I have a GAN with a quantum generator using pennylane for the generator.
I use tensorflow (tf.GradientTape) to train the model.
I want to use default.tensor so I can make use of mps. The problem is that when running the circuit on default.tensor the function tape.gradient takes incredibly long while using default.qubit does not take as long. I was wondering what the optimal parameters are for the default.tensor device as I don’t think backpropagation works for instance.
I am now using: "default.tensor",, method="mps" and interface='tf', diff_method="parameter-shift".
Also the qml.qnn.KerasLayer does not seem to work with default.tensor and thus I have the QNode wrapped in custom layer i.e. class QuantumLayer(tf.keras.layers.Layer): etc.
default.tensor does not currently support differentiation.
If you need differentiation then default.qubit might be best. If you want to find other ways of using default.tensor you can check out our demos that use default.tensor or the documentation for default.tensor.
diff_method="parameter-shift" is the slowest method.
Should you choose to change the device, it’s generally best not to set the diff_method. If you don’t set it then PennyLane will automatically choose the best diff_method for the device you’re using.
qnn.KerasLayer will be deprecated soon.
I would recommend using PyTorch instead if possible. The demo on TorchLayers can be helpful here.

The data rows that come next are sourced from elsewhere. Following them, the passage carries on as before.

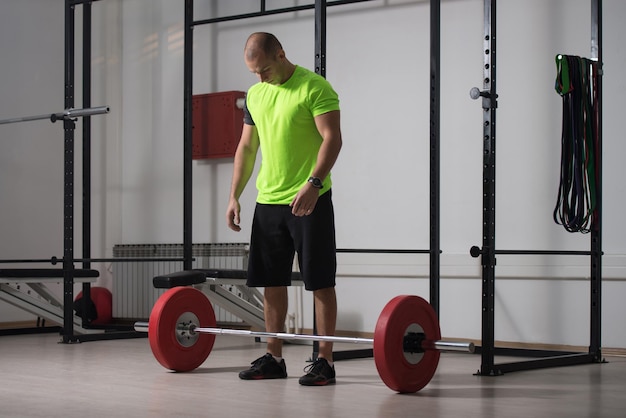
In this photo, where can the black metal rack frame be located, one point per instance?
(488, 252)
(320, 7)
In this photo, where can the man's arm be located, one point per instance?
(243, 166)
(329, 127)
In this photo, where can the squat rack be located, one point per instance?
(488, 251)
(320, 7)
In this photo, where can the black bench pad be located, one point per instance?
(191, 277)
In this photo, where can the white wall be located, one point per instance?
(378, 60)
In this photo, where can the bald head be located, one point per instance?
(262, 43)
(265, 57)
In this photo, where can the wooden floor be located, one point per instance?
(121, 378)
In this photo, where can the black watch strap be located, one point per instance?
(316, 182)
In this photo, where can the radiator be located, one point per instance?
(133, 292)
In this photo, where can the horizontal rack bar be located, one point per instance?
(56, 260)
(476, 251)
(66, 114)
(380, 251)
(271, 12)
(542, 252)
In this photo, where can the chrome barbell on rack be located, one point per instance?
(406, 344)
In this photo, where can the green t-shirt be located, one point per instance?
(289, 140)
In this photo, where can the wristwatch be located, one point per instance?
(316, 182)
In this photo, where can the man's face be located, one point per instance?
(267, 69)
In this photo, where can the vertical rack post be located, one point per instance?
(488, 258)
(435, 71)
(596, 230)
(187, 137)
(68, 184)
(86, 223)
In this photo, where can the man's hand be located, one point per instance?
(232, 215)
(304, 202)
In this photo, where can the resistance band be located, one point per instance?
(576, 199)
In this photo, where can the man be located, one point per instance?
(292, 116)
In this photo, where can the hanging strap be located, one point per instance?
(576, 198)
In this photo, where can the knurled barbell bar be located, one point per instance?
(406, 344)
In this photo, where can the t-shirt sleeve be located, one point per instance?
(323, 97)
(247, 117)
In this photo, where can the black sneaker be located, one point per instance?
(318, 373)
(265, 367)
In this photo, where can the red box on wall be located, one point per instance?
(217, 124)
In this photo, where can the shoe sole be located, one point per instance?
(320, 383)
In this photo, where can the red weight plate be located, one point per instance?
(394, 368)
(169, 308)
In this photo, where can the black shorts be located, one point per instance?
(277, 235)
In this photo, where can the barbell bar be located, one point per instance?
(191, 329)
(406, 344)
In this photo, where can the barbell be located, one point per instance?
(406, 344)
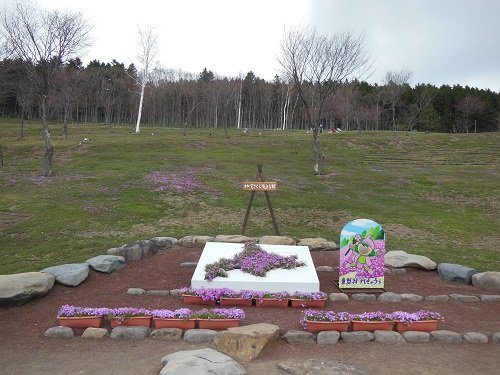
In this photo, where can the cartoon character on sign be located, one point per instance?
(365, 249)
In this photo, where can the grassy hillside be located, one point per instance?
(434, 194)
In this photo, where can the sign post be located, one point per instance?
(259, 185)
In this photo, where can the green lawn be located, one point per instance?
(434, 194)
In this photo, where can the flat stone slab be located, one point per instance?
(456, 273)
(200, 362)
(303, 279)
(69, 274)
(130, 333)
(106, 263)
(19, 288)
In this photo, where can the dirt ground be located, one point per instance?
(24, 349)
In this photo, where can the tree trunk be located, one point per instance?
(49, 149)
(138, 124)
(319, 158)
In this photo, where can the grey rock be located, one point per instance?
(106, 263)
(398, 271)
(389, 297)
(316, 366)
(318, 243)
(446, 336)
(338, 297)
(463, 298)
(277, 240)
(246, 342)
(200, 362)
(236, 238)
(363, 297)
(136, 291)
(189, 264)
(389, 337)
(324, 269)
(164, 243)
(199, 335)
(487, 280)
(130, 333)
(416, 336)
(192, 241)
(327, 337)
(59, 332)
(357, 337)
(298, 337)
(475, 338)
(135, 251)
(456, 273)
(167, 334)
(410, 297)
(69, 274)
(401, 259)
(19, 288)
(490, 297)
(438, 298)
(158, 293)
(495, 338)
(95, 333)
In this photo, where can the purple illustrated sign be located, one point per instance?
(362, 250)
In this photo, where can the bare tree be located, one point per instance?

If possible, upgrade your version of PennyLane.
While this is probably not the cause for the issues you’re seeing, it’s always best to use the latest PennyLane version. At the moment the latest stable version is v0.40. You can always check what’s the latest version at the top of the pennylane.ai homepage. You can upgrade the version with pip install pennylane --upgrade.
You’re totally right. default.tensor doesn’t natively support differentiation with backprop and adjoint, which are more performant. But PennyLane does support other methods such as parameter-shift on all devices including default.tensor.
One way you can test the cause for the slowdown is to set diff_method="parameter-shift" when using default.qubit. If you get a big slowdown then this will be an indication that the diff_method might be the main cause.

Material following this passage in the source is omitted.